Pakistan’s headline inflation clocked in at 17.3% on a year-on-year basis in April, the Pakistan Bureau of Statistics (PBS) said on Thursday, lower than the reading in March when it stood at 20.7%. On a month-on-month basis, the reading decreased to 0.4%.
“This is the lowest reading in the last 23 months (after May 2022),” said Mohammed Sohail, CEO of brokerage house Topline Securities, in a note.
The latest CPI figure takes July-April average inflation to 25.97% compared to 28.23% in the same period of the previous year.
The inflation reading is lower than the government’s expectations.
On Tuesday, the Ministry of Finance, in its ’Monthly Economic Update and Outlook’ report, projected CPI-based inflation in Pakistan to hover around 18.5-19.5% in April 2024, and decelerate further in the coming months,
In its monthly report, the ministry said the inflation outlook for April 2024 maintains a downward trajectory, attributed to the favorable base effect from the previous year and improvements in the domestic supply chain of essential items.
As per the Finance Division, the inflation outlook “appears moderate as the government is determined to reduce inflation by actively taking strict administrative measures”.
“Inflation is projected to hover around 18.5- 19.5% in April 2024. However, there are expectations of a gradual easing further to 17.5-18.5% in May 2024.”
Urban, rural inflation
The PBS said CPI inflation urban increased to 19.4% on year-on-year basis in April 2024 as compared to an increase of 21.9% in the previous month and 33.5% in April 2023.

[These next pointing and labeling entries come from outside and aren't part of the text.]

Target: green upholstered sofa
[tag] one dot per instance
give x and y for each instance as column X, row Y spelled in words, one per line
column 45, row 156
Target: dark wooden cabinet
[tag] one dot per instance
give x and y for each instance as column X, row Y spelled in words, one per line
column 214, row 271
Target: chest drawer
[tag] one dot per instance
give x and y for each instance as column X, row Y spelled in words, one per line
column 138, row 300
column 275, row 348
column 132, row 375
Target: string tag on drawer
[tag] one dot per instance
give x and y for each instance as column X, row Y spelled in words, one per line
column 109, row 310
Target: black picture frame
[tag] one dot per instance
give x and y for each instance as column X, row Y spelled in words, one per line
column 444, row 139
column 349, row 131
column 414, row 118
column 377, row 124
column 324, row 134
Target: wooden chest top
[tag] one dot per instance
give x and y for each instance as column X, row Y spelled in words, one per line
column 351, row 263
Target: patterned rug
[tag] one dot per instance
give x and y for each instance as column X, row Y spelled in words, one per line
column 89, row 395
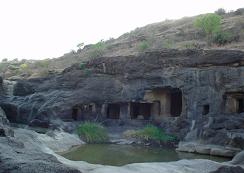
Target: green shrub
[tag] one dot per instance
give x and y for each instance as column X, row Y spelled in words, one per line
column 143, row 45
column 92, row 132
column 222, row 38
column 42, row 63
column 97, row 50
column 239, row 11
column 168, row 44
column 23, row 66
column 208, row 23
column 150, row 132
column 220, row 11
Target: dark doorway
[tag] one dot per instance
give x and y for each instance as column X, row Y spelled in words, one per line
column 240, row 105
column 75, row 113
column 205, row 110
column 176, row 103
column 140, row 109
column 113, row 111
column 11, row 112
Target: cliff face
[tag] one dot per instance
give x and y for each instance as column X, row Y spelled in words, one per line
column 200, row 87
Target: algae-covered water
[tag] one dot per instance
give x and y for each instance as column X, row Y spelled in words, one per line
column 118, row 155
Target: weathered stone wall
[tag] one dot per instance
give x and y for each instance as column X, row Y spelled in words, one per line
column 203, row 77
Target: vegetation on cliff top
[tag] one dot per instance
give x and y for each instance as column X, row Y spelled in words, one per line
column 225, row 31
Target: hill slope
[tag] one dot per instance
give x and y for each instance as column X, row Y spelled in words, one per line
column 169, row 34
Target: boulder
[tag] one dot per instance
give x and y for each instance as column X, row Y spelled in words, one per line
column 238, row 159
column 22, row 88
column 229, row 169
column 39, row 123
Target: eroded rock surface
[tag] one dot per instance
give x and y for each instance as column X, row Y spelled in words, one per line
column 210, row 82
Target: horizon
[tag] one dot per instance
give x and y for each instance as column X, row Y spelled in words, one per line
column 44, row 29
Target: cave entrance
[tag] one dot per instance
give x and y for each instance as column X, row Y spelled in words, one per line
column 140, row 111
column 164, row 101
column 113, row 111
column 240, row 108
column 76, row 113
column 11, row 112
column 176, row 103
column 234, row 102
column 205, row 110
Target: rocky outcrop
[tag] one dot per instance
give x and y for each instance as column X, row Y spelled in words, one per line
column 205, row 78
column 20, row 152
column 229, row 169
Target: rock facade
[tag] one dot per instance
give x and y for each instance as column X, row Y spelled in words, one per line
column 209, row 83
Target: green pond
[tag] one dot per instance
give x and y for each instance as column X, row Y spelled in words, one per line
column 118, row 155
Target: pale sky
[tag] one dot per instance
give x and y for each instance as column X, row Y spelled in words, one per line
column 38, row 29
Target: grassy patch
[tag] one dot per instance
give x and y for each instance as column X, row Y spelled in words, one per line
column 148, row 133
column 97, row 50
column 92, row 132
column 143, row 45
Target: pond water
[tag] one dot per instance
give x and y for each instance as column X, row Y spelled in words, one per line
column 118, row 155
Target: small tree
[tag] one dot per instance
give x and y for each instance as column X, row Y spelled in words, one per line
column 220, row 11
column 80, row 45
column 208, row 23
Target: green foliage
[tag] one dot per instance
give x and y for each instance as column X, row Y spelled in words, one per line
column 220, row 11
column 87, row 72
column 92, row 132
column 222, row 38
column 80, row 45
column 168, row 44
column 23, row 66
column 4, row 60
column 42, row 63
column 3, row 67
column 82, row 66
column 208, row 23
column 143, row 45
column 97, row 50
column 150, row 132
column 239, row 11
column 13, row 67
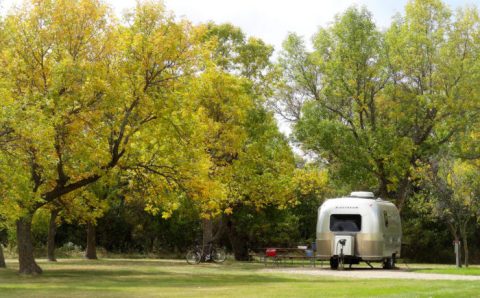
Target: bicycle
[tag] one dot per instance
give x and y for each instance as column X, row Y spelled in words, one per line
column 207, row 253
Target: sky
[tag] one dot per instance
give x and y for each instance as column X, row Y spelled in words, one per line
column 272, row 20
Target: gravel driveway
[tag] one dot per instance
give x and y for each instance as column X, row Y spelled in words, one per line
column 371, row 273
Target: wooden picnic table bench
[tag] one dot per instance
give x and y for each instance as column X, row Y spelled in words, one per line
column 281, row 255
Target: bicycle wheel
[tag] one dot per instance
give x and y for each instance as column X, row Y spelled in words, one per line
column 193, row 257
column 218, row 255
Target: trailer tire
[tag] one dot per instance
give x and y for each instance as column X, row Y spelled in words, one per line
column 334, row 263
column 389, row 263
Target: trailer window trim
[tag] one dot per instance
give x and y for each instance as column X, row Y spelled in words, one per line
column 345, row 222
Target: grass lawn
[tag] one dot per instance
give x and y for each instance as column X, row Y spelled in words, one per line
column 175, row 278
column 472, row 270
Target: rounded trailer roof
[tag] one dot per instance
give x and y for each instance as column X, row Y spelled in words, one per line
column 358, row 198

On a month-on-month basis, it decreased to 0.1% in April 2024 as compared to an increase of 1.4% in the previous month and an increase of 2.0% in April 2023.
CPI inflation rural stood at 14.5% on year-on-year basis in April 2024 as compared to an increase of 19% in the previous month and 40.7% in April 2023.
On month-on-month basis, it decreased to 0.9% in April 2024 as compared to an increase of 2.1% in the previous month and an increase of 3% in April 2023.
SBP expectations
In its latest meeting, the Monetary Policy Committee (MPC) of the State Bank of Pakistan (SBP) maintained the key policy rate at 22%, its seventh successive decision to maintain the status quo.
“The Committee noted that macroeconomic stabilisation measures are contributing to considerable improvement in both inflation and external position, amidst moderate economic recovery.
“However, the MPC viewed that the level of inflation is still high. At the same time, global commodity prices appear to have bottomed out with resilient global growth.
“The recent geopolitical events have also added uncertainty about their outlook. Moreover, the upcoming budgetary measures may have implications for the near-term inflation outlook. On balance, the Committee stressed on continuation of the current monetary policy stance to bring inflation down to the target range of 5–7 percent by September 2025.”
The Committee viewed inflation to continue to remain on downward trajectory.
However, the Committee also noted that this inflation outlook is susceptible to risks emanating from the recent global oil price volatility along with bottoming out of other commodity prices; potential inflationary impact of resolution of circular debt in the energy sector; and tax rate-driven fiscal consolidation going forward.